Cuando el hombre fue a por mis muñecas, con la cuerda en la mano, clavé el cuchillo hacia arriba, él escupió un juramento y me soltó. Se le llenaron las manos de sangre. Atacaban a Rojo por todos los flancos; parecía tener problemas para mantenerse en pie, como si le cediera una pierna. Uno de los hombres más altos, le acercó un cuchillo al cuello; Rojo lo agarró por la muñeca y apartó el cuchillo, con los músculos tensos. Por encima de la reluciente hoja, se cruzaron nuestras miradas y su expresión mostró por fin algo más aparte de calma helada. Él iba a morir y a mí me llevarían a casa. A casa con la dama Oonagh: la muerte segura para mis hermanos.
Pedí ayuda. Si en algún momento iba a necesitar la intervención de las hadas, era ése. No es que hubieran sido de gran ayuda hasta entonces. Llamé, a cualquiera que pudiera oírme, con un grito silencioso desde el fondo del corazón. Ayudadle. No debe morir, no de este modo. Ayudadme. Pues si muero, también lo harán mis hermanos.
Llegó la lluvia. Llegó de un cielo claro que se volvió repentinamente gris, como el día cálido se había convertido en un instante en tan helado como el corazón del invierno. Una lluvia densa, extraña, druídica, que cegaba y ensordecía, que apartó a todos los hombres del mundo. Era como estar bajo una cascada, en el corazón de la tormenta. No vi a nadie, no oí ni un sonido salvo el rugir del torrente que descendía atronador, empapándome en un instante, convirtiendo el suelo bajo mis pies en barro. Entonces alargué los brazos bajo la cortina de agua, una mano enorme tomó la mía y los dos salimos corriendo, a trompicones, resbalando en el barro, a toda velocidad por entre matojos y zarzas, jadeando con fuerza, nuestros rostros y cuerpos empapados, y los pies hacían ruidos de succión en la tierra húmeda. Oía la respiración de Rojo, el jadeo laborioso de un hombre con una herida grave, que traspasa el límite de sus fuerzas. Pensé en que no llegaría mucho más lejos, pero entonces, el suelo cedió bajo nuestros pies y resbalamos, caímos, por una ladera empinada, intentando agarrarnos a las ramas, chocando entre el follaje, rebotando en rocas que nos magullaron todo el cuerpo, hasta que al final acabamos en suelo duro y seco. El sonido de nuestro descenso precipitado se apagó poco a poco; caían aún pequeñas piedras que habíamos desplazado al pasar.

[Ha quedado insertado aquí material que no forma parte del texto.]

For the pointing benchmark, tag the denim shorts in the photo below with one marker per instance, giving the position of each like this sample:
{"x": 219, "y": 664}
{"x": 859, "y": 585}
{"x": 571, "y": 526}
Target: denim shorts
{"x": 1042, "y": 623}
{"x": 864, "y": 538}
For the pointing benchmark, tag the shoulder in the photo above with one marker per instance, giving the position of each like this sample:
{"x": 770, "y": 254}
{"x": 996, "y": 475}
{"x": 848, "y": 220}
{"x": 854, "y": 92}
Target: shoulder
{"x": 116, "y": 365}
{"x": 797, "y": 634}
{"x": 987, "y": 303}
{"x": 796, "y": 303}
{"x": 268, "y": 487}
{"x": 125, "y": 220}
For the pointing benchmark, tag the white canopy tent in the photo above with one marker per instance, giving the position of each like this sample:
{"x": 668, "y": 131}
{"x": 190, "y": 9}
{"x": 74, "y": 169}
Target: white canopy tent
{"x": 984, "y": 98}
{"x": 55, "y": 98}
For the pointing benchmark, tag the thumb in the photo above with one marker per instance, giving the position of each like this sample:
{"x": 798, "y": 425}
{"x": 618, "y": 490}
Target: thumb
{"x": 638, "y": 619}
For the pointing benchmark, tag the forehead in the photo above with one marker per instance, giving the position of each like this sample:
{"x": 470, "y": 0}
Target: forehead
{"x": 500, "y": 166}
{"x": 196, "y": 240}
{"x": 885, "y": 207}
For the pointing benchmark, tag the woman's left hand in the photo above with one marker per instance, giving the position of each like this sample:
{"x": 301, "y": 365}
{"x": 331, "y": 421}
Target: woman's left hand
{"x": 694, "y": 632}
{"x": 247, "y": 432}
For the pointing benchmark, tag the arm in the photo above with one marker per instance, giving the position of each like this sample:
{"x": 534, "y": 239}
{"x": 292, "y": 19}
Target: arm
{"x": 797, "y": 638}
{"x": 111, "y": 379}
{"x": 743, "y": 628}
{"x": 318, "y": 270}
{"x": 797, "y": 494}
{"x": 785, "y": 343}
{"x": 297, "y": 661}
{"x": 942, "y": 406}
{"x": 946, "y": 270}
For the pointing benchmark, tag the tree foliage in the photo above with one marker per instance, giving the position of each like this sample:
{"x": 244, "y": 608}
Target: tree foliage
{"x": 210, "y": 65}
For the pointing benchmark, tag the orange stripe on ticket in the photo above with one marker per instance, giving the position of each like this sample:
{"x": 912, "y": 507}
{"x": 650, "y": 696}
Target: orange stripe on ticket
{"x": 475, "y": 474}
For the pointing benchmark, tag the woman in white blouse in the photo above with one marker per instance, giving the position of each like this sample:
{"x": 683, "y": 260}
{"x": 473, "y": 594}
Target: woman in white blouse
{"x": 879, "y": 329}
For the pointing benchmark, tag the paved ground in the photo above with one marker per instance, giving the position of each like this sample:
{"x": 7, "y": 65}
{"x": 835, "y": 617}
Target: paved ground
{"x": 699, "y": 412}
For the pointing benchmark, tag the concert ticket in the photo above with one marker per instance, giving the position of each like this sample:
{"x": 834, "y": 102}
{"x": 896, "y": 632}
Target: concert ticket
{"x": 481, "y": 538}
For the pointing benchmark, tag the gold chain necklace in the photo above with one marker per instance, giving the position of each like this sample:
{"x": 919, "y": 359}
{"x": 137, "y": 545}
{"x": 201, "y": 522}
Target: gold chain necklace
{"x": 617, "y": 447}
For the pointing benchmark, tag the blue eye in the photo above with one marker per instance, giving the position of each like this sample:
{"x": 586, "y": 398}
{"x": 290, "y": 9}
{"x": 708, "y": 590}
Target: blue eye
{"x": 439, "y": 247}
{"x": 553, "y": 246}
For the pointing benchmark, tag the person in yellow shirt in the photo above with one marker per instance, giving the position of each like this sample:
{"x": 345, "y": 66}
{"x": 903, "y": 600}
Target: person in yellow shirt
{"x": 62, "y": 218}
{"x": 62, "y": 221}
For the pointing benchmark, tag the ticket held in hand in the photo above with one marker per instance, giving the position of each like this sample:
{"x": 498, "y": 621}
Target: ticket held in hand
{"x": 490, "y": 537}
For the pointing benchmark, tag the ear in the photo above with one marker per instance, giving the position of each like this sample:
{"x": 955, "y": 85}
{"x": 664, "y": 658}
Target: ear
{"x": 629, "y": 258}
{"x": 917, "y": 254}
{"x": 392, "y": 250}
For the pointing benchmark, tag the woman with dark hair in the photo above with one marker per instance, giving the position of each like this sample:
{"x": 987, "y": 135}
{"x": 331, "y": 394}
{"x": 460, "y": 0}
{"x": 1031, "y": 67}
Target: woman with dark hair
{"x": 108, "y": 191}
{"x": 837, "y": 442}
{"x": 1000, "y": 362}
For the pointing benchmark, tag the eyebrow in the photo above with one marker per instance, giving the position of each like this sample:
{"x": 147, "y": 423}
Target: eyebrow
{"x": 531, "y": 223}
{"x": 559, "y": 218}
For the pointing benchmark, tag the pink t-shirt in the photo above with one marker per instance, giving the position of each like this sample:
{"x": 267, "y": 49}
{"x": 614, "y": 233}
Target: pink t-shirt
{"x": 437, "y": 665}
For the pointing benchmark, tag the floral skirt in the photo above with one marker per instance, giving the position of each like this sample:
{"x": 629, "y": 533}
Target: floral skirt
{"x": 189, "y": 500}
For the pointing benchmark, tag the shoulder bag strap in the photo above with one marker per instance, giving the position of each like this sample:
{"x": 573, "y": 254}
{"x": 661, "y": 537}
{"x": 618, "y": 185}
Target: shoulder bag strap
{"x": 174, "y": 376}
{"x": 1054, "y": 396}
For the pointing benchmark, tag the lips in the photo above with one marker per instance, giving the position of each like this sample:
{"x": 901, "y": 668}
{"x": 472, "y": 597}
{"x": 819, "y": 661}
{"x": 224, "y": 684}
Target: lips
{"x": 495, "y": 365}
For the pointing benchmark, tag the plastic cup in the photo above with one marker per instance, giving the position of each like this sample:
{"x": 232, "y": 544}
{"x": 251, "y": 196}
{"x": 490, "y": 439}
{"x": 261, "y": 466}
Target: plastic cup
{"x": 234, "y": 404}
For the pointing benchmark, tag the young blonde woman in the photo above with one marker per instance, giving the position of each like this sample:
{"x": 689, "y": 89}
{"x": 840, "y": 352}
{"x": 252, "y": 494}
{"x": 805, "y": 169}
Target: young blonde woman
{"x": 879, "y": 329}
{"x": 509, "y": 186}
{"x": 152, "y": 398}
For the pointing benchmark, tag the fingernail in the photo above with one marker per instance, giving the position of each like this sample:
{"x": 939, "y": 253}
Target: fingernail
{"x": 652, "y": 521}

Entonces todo quedó en silencio, excepto por el ruido del chaparrón, y los dos jadeamos intentando recuperar el aliento.
—¿Estás bien? —preguntó Rojo al final, con una voz algo extraña. Parpadeé para quitarme el agua de los ojos y me aparté los rizos aplastados de la cara con ambas manos, intenté escurrirme la melena. Estábamos dentro de una cueva; miramos hacia arriba, vi el estrecho agujero por el que habíamos caído fortuitamente hasta aquel lugar resguardado. El suelo era roca dura. Detrás de nosotros un estrecho pasaje parecía conducir a una caverna más grande, pero hacía un recodo, tapando lo que había detrás. Miré hacia el otro lado. La luz entraba a través de una cortina de follaje disimulador; la lluvia, parecía, había cesado tan abruptamente como había empezado. Me acerqué a la entrada.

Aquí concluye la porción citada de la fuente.